SEOUL (Reuters) - South Korea is likely to announce on Friday President Park Geun-hye will meet Japanese Prime Minister Shinzo Abe for the first time in a trilateral meeting with U.S. President Barack Obama on the sidelines of a global summit next week, officials in Seoul said.
The meeting in The Hague comes amid chilled ties between the Asian neighbours over anger in South Korea that Japanese leaders have not atoned for Japan's wartime aggression, including the use of mostly Korean sex slaves.
"As for the South Korea-U.S.-Japan (summit), I understand the Foreign Ministry will be making an announcement in the afternoon," Ju Chul-ki, Park's top foreign affairs aide, told reporters. He declined to provide further details.

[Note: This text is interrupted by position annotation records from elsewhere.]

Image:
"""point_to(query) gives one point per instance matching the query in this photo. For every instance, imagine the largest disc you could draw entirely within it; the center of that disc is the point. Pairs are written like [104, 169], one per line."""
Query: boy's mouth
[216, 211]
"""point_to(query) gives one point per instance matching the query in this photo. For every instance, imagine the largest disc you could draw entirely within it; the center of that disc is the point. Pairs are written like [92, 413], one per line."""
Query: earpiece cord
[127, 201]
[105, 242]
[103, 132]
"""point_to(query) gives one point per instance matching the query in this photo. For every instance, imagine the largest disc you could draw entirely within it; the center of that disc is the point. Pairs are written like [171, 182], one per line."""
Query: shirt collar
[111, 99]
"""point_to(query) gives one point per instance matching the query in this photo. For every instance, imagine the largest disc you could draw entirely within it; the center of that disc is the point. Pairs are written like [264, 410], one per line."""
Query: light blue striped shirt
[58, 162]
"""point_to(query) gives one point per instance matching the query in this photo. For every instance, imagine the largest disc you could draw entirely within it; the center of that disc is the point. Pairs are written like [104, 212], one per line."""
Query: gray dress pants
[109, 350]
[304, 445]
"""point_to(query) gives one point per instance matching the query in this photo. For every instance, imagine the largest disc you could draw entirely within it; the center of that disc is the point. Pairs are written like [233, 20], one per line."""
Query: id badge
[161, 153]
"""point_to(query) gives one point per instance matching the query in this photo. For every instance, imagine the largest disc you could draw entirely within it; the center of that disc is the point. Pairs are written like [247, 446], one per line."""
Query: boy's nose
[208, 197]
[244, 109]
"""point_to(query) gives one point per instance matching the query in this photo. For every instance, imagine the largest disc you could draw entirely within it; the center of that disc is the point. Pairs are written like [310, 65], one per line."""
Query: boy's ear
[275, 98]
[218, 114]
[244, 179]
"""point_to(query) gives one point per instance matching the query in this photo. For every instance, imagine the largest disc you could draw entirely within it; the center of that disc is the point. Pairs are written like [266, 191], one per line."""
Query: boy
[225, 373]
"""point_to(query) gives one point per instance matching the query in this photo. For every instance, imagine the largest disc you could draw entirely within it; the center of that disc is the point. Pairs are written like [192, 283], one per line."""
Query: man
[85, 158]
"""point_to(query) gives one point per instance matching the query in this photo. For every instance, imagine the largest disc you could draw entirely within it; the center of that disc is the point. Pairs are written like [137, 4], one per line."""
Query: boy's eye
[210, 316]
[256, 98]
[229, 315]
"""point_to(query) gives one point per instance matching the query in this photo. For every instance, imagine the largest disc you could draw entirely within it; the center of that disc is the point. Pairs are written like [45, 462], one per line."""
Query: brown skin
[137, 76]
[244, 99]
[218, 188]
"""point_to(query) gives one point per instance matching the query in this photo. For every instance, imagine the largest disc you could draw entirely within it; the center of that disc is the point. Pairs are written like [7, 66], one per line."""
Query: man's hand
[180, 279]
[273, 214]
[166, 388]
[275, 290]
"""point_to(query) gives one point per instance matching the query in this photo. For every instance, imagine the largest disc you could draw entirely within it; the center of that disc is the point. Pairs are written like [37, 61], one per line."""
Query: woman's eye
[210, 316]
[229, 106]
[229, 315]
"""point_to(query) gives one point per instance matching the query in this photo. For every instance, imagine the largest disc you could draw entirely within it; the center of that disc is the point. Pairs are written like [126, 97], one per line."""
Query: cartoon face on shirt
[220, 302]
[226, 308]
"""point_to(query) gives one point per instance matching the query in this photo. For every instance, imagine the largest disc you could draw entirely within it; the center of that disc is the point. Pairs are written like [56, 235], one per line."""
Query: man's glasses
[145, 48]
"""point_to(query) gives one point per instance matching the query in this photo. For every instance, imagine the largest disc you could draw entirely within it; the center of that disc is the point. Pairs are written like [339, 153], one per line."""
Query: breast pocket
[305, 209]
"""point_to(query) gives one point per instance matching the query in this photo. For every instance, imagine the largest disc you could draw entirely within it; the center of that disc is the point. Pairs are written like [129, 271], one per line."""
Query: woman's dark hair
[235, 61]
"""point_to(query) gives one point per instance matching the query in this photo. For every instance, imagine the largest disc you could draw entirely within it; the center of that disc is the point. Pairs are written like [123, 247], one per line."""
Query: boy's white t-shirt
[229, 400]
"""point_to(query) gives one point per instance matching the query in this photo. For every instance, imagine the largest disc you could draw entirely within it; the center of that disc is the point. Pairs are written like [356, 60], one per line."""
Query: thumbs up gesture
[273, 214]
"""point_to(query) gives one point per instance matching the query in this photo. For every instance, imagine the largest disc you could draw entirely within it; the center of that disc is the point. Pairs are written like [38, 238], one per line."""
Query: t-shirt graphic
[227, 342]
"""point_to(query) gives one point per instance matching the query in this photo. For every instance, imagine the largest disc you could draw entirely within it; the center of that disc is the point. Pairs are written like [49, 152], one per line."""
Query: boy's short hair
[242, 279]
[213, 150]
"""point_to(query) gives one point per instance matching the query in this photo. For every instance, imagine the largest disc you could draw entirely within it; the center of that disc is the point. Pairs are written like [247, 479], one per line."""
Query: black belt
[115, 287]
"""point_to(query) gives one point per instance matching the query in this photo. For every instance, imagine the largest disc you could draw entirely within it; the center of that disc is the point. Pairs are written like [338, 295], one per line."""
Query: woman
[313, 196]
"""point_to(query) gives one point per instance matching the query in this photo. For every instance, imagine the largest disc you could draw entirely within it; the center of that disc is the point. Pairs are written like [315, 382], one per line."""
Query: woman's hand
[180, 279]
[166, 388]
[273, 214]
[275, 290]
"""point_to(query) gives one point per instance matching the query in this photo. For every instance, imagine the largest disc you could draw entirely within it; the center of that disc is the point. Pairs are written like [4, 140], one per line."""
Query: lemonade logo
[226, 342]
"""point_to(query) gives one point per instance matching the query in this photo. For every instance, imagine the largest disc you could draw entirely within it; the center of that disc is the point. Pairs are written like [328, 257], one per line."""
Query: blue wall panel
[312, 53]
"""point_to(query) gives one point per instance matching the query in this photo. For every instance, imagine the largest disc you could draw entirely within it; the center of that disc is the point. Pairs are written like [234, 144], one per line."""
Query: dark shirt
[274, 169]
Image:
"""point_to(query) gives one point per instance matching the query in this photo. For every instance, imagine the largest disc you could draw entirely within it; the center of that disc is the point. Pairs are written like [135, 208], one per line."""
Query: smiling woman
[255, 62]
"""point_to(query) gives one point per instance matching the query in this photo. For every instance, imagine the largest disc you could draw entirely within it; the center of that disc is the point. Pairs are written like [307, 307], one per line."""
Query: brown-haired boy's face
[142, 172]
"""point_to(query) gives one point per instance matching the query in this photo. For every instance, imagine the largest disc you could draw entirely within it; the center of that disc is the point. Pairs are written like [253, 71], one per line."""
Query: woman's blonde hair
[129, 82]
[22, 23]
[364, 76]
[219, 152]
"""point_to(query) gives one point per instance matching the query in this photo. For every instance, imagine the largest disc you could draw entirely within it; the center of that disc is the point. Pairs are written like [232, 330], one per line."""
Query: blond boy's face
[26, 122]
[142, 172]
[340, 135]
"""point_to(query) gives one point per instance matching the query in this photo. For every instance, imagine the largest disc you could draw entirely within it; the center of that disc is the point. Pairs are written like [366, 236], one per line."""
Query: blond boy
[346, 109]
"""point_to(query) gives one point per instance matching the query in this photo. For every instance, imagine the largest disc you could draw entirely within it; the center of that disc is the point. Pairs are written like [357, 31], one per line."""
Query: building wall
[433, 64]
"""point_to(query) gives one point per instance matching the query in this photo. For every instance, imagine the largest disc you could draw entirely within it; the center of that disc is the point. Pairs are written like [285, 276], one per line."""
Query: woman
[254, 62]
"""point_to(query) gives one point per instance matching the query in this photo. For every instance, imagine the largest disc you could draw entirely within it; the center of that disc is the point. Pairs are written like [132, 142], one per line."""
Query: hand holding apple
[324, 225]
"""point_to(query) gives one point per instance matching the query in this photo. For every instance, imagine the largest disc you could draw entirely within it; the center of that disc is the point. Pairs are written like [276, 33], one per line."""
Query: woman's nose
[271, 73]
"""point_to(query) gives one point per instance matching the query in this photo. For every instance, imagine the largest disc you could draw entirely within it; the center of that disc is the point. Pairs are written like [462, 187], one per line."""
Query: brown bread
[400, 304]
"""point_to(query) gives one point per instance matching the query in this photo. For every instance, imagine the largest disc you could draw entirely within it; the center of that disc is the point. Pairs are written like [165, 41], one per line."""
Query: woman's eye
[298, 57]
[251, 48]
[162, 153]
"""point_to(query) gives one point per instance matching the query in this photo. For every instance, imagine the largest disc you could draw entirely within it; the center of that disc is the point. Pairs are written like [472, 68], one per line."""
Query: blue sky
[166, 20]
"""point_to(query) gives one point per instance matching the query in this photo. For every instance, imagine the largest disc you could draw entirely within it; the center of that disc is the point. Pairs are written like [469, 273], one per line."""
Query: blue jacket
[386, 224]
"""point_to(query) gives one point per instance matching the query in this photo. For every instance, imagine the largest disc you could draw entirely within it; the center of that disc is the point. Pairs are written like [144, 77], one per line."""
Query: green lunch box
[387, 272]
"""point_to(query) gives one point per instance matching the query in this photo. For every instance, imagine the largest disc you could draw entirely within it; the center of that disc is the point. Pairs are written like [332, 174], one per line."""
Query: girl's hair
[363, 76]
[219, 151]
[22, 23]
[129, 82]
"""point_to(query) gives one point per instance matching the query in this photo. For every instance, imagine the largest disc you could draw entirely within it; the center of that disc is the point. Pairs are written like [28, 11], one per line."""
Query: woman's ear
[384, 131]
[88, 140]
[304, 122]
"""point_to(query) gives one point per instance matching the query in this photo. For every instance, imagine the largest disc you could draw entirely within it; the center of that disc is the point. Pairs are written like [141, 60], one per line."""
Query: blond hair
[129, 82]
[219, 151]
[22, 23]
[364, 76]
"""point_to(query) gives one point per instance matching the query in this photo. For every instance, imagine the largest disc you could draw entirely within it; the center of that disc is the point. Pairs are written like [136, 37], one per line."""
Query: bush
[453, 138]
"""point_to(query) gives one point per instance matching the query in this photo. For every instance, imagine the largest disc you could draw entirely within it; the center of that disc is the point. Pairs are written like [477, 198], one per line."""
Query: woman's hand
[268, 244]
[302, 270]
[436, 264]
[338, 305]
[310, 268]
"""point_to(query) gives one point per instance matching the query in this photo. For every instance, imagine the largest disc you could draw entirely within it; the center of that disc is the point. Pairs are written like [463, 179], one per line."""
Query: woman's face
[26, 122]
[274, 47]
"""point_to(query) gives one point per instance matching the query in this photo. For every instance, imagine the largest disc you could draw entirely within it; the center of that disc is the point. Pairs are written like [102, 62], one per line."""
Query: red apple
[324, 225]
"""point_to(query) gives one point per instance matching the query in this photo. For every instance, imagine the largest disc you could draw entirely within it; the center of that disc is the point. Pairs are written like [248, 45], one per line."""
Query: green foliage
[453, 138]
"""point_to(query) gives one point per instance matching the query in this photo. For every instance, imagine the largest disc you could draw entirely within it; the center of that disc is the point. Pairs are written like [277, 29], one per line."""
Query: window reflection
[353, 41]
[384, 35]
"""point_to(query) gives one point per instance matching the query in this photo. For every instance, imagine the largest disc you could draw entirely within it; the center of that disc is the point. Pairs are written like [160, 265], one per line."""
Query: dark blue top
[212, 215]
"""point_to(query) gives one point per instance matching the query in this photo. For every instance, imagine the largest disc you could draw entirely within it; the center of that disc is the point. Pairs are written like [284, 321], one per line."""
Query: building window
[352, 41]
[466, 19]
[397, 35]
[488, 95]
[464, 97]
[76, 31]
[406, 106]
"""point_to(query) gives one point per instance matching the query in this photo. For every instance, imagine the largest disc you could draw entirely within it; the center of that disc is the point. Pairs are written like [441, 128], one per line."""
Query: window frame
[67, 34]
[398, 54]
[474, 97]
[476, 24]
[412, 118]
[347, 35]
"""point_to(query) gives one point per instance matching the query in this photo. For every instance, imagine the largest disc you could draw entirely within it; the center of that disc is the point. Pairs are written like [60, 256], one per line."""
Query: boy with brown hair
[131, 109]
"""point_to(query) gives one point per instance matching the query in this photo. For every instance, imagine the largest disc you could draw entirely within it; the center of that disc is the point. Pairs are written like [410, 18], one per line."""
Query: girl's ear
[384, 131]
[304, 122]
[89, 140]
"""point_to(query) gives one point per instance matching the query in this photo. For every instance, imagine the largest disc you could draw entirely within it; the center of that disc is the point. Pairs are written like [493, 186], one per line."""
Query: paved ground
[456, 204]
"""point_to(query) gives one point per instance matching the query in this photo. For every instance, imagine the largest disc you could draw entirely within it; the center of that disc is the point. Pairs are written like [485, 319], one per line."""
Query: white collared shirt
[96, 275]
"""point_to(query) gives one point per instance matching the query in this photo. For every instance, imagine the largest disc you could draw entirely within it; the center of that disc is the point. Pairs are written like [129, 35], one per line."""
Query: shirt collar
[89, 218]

The three-way meeting, if it takes place next week during a nuclear security summit, will be a partial compromise by Park after Washington pressed Seoul and Tokyo to improve ties ahead of Obama's visit to the region next month.
The three leaders are expected to focus their discussions on security tensions created by North Korea's pursuit of nuclear and missile programmes and sidestep the delicate issue of Japanese wartime history, news reports said.
The summit looked more likely after Abe's acknowledgement last week of a previous government apology to "comfort women" forced to serve in wartime military brothels, which was seen in Seoul as a softening of his nationalistic tone.